Great Tit Veneer Coaster

Before I had the Glowforge, I had tried making some things with wood veneer using my Cricut. It is technically possible, but what I found was that the pressure from the blade would splinter and snap the wood, and the pieces that were cut out would often spring off the mat and get lost or broken. All in all it was a really frustrating experience.

I had seen some videos about laser marquetry and I was really excited to try it on the Glowforge - it was actually one of the main reasons I bought it!

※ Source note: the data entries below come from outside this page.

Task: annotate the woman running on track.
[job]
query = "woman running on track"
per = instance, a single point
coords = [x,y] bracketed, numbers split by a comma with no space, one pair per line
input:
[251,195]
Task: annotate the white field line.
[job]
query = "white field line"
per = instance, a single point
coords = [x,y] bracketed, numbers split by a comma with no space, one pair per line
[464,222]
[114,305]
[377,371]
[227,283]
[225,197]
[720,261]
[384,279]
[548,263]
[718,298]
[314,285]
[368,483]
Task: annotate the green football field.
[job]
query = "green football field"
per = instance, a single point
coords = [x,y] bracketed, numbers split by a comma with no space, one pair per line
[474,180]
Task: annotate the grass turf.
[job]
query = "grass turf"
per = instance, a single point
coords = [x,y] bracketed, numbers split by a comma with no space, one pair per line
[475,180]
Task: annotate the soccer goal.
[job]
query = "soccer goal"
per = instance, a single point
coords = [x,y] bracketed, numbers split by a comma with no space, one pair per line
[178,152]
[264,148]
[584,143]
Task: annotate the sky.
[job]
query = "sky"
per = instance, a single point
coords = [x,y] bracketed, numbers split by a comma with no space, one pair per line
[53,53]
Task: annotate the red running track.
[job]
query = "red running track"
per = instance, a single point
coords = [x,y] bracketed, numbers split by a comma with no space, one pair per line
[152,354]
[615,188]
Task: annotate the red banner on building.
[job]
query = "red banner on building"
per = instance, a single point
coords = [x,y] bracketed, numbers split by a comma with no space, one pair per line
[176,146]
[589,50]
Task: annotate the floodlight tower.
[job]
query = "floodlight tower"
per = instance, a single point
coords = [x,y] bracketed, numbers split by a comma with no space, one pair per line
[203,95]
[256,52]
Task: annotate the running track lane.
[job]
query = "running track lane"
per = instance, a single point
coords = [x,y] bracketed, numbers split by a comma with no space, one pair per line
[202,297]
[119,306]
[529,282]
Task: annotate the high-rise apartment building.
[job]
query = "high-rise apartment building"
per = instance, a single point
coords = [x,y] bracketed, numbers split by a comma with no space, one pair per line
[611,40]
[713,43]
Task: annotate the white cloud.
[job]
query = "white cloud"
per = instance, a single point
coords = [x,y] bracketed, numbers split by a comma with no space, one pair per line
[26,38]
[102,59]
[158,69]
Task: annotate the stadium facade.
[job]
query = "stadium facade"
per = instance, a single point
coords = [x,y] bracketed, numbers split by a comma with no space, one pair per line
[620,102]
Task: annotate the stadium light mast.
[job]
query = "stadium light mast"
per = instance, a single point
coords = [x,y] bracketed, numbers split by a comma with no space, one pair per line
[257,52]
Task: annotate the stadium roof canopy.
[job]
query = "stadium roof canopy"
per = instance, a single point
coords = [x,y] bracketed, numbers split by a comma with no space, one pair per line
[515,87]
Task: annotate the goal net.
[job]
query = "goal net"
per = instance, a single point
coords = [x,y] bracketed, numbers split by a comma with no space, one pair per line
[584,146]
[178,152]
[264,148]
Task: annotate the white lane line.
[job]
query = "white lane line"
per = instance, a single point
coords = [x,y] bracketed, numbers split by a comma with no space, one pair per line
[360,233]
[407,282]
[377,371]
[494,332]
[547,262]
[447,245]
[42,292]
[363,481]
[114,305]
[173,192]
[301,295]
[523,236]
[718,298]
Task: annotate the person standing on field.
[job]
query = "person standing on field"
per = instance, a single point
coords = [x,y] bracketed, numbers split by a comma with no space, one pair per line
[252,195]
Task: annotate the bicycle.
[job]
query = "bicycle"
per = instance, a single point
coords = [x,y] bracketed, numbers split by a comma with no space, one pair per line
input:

Unfortunately the experience with the Glowforge has not been much better. There is no pressure from a blade, but there are other challenges - the cutting settings need to be adjusted just right, the fan can blow the pieces around so they need to be pinned down to the honeycomb tray, if pieces are small they can fall into the tray. Primarily though it comes down to the kerf.

When you cut something with a laser, the beam burns away material, and the width that is burned away is called the kerf. The kerf is different for different lasers, and for different materials. In addition, because the laser beam is focused on the top of the material, it burns away more at the top surface than at the bottom, leading to wedge-shaped edges. All this makes it finicky to cut pieces that will fit perfectly together as they are all slightly smaller than in your design.

You can use a few methods to avoid this - you can add a buffer zone around all your shapes that compensates for the kerf, though it needs to be calibrated so the resulting piece is exactly the right size (or at least not too big). In addition you can cut some pieces mirrored, so that when they’re flipped right side up, the pieces fit together like a 3D jigsaw puzzle.

What I found was that even with these methods to cut the pieces accurately, piecing the final thing together was an exercise in frustration. The pieces are so tiny and light and fragile, it’s worse than playing Operation! I changed my design to have a single “frame” piece separating all the different colours of veneer so I could just insert them into it, but it was still very tricky.

The final part was attaching it to a blank disc to turn it into a coaster, and even here I had some issues with the veneer warping from the water in the glue.

All in all I am happy with how it turned out, but decided I could never sell these coasters with the process being so arduous! It was worthwhile exploring though, and I learned a lot - most importantly to save laser marquetry for bigger artworks in future.